Revenue and net profit missed Trendlyne’s Forecaster estimates by 15.2% and 42.9% respectively. It has also underperformed its industry in terms of net profit and revenue. Its EBITDA margin witnessed a drop of 10.1 percentage points on the back of increasing raw material, inventory, employee benefit and finance costs.
According to VS Ganesh, Managing Director of the company, Page Industries saw a reduction in profitability due to higher inventory levels acquired during an inflationary period and lower than optimal capacity utilisation. However, the company has implemented a new inventory management system (auto replenishment strategy or ARS) to better manage its inventory.

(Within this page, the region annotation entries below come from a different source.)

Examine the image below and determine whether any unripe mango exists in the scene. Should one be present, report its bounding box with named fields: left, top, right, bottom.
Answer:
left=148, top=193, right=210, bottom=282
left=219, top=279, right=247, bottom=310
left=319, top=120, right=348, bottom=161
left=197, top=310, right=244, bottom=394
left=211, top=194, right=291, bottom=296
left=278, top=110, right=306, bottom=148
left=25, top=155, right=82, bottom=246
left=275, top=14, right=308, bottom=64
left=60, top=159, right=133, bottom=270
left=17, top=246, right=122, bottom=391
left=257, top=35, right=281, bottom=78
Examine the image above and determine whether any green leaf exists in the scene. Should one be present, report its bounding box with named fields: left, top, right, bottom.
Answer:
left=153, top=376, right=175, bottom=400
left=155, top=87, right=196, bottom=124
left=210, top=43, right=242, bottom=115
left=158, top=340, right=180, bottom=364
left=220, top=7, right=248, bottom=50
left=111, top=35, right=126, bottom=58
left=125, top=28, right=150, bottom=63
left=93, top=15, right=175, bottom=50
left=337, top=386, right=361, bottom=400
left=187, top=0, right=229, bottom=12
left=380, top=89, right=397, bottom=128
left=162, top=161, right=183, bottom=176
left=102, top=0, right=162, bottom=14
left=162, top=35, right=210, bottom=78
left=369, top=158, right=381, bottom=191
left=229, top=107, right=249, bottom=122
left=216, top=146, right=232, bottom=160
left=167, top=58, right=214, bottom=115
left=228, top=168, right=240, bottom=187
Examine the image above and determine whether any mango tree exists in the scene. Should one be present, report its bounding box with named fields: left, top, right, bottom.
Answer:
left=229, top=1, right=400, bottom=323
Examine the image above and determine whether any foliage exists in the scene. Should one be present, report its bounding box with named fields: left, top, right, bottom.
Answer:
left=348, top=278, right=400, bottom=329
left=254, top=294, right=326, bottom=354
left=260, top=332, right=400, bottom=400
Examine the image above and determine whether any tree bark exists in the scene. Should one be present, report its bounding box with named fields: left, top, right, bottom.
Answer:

Axis Securities maintains its ‘Hold’ rating on the stock with a downgraded target price of Rs 40,000 per share. This indicates a potential downside of 3%. The brokerage believes that the implementation of ARS will affect volume growth and margin expansion in the next two quarters. It expects the company’s profitability to improve only in H2FY24.
Trendlyne's analysts identify stocks that are seeing interesting price movements, analyst calls, or new developments. These are not buy recommendations.